By definition a strut is a shock that helps define the suspension geometry. All a shock does is dampen axle movement. So, for example, we have struts up front because if we took them off the front wheel would just flop around. In the back, I don't know how it's set up, cause I'm a nissan noobie 

Hope that helps,

--Greg--


----------



## TofuShop (Oct 15, 2003)

Yup.. i bought my Spring Compressor from Pep Boys for $30, too ....  but i've only used it once so far ........................ haha

if you only want a stock replacement, i'd get the GR2's .. HOWEVER, if u want any kind of handling or you want something that won't blow out on you if you use stiffer/shorter springs ... i'd get KYB AGX's


----------



## Ninety-Nine SE-L (May 5, 2002)

I believe the main difference between shocks and struts is the following:

>shocks only have one lower bolt, struts have 2.
>shocks connect to the axle or control arm (?) and only move up and down, struts connect closer to the hub and the steering knuckle and they rotate when you turn the wheel.
>struts usually have a bracket that the brakeline hooks onto.

common misconseptions:
>some people think that only struts hold springs while shocks are standalone, but just like on our cars, shocks also can hold springs.
>people often think that all shocks look like this:








and only struts show the metal shaft


----------



## mbquart1 (Jul 11, 2002)

It should have Struts on the rear.... Also if you replace the front be sure to have the aligenment reset including the camber


----------



## mbquart1 (Jul 11, 2002)

BTW Nissan shows it to be a strut


----------



## azkicker0027 (May 31, 2002)

although from the factory, b14's only have front toe adjustment possible, it's only after installing a camber kit and bending the rear beam, that desired alignment angles can be achieved.


----------



## mbquart1 (Jul 11, 2002)

azkicker0027 said:


> although from the factory, b14's only have front toe adjustment possible, it's only after installing a camber kit and bending the rear beam, that desired alignment angles can be achieved.

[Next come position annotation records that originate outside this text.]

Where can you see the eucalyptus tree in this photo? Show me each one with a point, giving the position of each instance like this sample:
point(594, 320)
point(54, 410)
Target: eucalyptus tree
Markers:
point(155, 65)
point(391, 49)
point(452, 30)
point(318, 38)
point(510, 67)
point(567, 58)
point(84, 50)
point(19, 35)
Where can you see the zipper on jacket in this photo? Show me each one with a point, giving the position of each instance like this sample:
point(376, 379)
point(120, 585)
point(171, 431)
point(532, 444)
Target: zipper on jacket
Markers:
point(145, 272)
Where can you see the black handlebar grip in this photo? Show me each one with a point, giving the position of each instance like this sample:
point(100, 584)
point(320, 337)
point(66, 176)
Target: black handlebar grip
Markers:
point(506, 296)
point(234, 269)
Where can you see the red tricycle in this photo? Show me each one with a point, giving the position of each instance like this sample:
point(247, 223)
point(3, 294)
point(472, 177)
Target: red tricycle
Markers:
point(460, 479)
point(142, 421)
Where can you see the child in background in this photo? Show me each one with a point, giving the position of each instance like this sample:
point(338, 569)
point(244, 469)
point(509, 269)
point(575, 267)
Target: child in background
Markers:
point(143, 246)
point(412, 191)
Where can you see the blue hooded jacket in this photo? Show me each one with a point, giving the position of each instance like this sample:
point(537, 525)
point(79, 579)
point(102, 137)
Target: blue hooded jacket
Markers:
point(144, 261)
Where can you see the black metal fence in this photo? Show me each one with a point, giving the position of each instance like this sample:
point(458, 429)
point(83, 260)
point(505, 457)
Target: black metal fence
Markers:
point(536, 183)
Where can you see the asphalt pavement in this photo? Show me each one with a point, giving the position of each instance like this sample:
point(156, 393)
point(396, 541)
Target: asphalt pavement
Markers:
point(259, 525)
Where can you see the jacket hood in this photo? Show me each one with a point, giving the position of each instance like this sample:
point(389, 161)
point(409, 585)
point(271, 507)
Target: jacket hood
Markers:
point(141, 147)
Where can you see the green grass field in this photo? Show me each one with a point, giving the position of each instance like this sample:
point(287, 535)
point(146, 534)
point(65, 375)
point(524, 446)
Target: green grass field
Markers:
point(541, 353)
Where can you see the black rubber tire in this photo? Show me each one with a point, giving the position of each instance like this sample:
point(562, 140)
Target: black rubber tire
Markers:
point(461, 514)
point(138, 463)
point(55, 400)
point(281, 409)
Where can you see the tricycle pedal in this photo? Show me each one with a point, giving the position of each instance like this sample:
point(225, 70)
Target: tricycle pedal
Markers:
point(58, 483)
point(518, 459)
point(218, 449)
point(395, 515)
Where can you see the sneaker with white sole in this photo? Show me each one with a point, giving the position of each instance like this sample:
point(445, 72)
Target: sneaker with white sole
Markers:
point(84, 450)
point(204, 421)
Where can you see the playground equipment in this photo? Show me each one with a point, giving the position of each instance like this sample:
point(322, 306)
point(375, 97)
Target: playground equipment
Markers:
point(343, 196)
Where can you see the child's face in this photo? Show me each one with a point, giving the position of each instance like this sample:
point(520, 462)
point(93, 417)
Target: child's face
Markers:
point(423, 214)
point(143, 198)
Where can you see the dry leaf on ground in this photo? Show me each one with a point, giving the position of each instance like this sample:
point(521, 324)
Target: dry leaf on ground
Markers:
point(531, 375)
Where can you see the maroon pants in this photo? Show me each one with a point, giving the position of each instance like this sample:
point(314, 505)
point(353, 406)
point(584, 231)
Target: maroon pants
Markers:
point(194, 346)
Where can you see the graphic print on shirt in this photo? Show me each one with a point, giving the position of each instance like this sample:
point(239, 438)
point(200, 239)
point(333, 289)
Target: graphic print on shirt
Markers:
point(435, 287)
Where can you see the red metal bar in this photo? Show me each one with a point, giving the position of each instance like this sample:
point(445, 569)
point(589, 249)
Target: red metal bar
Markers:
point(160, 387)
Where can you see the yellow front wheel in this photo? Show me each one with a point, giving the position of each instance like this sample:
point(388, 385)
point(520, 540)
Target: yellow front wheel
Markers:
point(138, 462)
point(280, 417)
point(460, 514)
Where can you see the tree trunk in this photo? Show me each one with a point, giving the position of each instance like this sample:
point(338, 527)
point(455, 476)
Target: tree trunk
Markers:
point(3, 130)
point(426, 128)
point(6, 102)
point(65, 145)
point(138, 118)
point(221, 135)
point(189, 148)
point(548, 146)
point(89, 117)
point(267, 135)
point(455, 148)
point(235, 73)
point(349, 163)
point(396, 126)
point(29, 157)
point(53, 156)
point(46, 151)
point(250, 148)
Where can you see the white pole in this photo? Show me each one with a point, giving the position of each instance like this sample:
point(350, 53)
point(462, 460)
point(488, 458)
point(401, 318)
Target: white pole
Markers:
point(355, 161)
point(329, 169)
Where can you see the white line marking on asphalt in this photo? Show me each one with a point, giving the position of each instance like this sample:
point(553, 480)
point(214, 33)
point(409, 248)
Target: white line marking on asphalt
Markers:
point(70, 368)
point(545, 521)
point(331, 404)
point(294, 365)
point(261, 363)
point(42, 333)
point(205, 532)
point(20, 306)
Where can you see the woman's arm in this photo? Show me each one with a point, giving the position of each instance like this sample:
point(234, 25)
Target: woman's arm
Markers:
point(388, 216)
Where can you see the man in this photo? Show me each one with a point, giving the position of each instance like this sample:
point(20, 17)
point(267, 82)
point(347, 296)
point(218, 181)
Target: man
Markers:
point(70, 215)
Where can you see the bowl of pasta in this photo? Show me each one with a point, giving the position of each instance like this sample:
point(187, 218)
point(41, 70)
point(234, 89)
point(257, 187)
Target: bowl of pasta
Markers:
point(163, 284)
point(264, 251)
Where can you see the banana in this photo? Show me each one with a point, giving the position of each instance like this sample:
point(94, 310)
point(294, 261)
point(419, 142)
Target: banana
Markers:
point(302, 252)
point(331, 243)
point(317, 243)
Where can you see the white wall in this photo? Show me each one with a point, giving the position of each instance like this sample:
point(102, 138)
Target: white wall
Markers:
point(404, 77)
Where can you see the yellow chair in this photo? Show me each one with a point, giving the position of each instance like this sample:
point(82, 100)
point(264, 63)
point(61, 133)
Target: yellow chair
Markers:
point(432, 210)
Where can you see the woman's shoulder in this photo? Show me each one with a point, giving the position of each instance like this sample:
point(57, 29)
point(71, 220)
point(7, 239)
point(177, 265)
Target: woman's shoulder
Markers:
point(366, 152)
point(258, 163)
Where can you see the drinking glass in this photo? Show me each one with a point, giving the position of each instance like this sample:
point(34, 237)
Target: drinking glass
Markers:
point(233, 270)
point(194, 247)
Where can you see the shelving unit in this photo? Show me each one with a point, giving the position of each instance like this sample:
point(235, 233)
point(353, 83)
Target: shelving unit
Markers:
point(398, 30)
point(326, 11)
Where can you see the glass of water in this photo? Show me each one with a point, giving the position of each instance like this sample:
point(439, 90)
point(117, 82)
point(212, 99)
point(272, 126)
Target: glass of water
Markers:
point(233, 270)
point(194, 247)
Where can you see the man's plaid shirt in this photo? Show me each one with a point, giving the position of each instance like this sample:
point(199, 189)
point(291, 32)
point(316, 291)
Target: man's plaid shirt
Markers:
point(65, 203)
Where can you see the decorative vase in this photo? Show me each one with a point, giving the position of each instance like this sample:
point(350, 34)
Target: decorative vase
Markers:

The Monroe Struts he is talking about are the same ones I put on my car and they have a slotted hole where they bolt to the steering nuckle to adjust the camber


----------



## CrunchyCookie (Sep 15, 2002)

Ok, well, I had the change done at Sears. Their off-sale price is $99 per corner installed - $70 for the struts, $30 for labor (plus the mandatory $60 alignment) - and they go on sale just about every week. I didn't buy this car new, but I imagine this is what the stock ride quality is like. So these Monroe Sens-A-Tracs are pretty good if you seek the halfway point between ride and handling.
98,000 miles sure can tire out a set of struts; my ride quality, brake dive, and acceleration squat are all improved. And yes, they ARE struts, because Wheel Works' computers said the same thing.


----------